Un «esproprio proletario» da far «venire i brividi». Non usa mezzi termini Antonio Gozzi, docente di economia all’Università di Genova, industriale siderurgico (gruppo Duferco), nonché presidente di Federacciai, per descrivere, in un’intervista a La Stampa, l’atteggiamento dei magistrati nei confronti dei Riva (proprietari dell’Ilva di Taranto), della loro azienda e delle migliaia di persone che ci lavorano. Ieri, infatti, il gruppo proprietario della più grande acciaieria d’Europa, in seguito all’ennesimo sequestro giudiziario (916 milioni di euro), ha annunciato al sospensione delle attività in ben sette stabilimenti (Verona, Caronno Pusterla, Lesegno, Malegno, Sellero, Cerveno e Annone Brianza), con centinaia di esuberi.
BISOGNA FARE QUALCOSA. «È vera emergenza», denuncia il capo della Confindustria dell’acciaio. «Serve un provvedimento che oltre all’Ilva copra altre aziende del gruppo». E se il governo non interverrà, «sarà sempre peggio. Si fermano le società di logistica e quelle che gestiscono le navi: presto si fermerà Taranto per mancanza di approvvigionamenti. Non a caso mi dicono che il commissario Bondi è furioso». A questa situazione si è giunti come «conseguenza di un braccio di ferro tra magistratura e governo, con la magistratura che ha prevalso vanificando ben due leggi dello Stato: la 231 e quella successiva sul commissariamento dell’Ilva». Secondo Gozzi è arrivato il momento di «chiederci quali strumenti possiamo mettere in campo per garantire al nostro Paese una reale libertà d’impresa».
COME CON I MAFIOSI. I Riva, che sono accusati di aver sottratto 8 miliardi dalle casse dell’Ilva, ma – obietta ancora il presidente di Federacciai – «non sono mai stati chiamati davanti a un giudice a difendersi.
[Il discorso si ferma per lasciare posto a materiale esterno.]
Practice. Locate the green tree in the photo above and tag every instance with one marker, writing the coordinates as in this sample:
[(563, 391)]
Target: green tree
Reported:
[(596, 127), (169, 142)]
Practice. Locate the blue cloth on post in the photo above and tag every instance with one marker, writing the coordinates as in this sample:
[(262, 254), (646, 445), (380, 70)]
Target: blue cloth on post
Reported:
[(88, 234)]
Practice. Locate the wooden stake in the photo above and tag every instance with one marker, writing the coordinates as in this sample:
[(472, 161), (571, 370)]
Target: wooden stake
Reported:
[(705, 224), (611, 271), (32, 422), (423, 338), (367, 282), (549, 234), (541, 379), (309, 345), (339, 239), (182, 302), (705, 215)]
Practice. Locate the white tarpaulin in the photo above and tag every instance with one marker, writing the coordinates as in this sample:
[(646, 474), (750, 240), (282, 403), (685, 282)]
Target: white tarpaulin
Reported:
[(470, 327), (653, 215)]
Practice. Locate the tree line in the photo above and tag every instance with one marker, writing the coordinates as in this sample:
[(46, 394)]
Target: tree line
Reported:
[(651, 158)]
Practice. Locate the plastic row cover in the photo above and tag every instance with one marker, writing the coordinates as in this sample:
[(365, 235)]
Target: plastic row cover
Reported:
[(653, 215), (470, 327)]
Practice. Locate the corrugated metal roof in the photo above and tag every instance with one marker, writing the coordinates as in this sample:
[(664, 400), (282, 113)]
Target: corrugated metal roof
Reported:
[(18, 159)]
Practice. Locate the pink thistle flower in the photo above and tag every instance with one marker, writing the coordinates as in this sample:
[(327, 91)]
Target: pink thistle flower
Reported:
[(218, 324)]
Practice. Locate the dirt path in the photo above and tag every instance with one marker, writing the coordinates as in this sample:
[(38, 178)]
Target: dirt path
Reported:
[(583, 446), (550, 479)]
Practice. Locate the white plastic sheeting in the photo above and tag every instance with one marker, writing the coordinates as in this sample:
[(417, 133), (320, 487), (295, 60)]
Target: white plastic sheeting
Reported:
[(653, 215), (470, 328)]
C’è un calcolo fatto dai magistrati e solo quello conta». Gli stessi magistrati, insiste Gozzi, «si comportano come se i Riva fossero malavitosi, dei boss mafiosi», e invece così non è: «Avranno agito con arroganza e hanno commesso i loro errori – chiosa l’industriale – ma presentarli come delinquenti di strada è troppo». Anche perché dal 1995, data in cui hanno acquisito l’Ilva dall’Iri, i Riva hanno realizzato 4,2 miliardi di euro di utili. Reinvestendone 4,5 miliardi di cui 1,2 in miglioramenti ambientali. «Non basta? Può darsi», chiosa Gozzi. «Ma non si può dire che non hanno fatto niente e sono fuggiti con la cassa».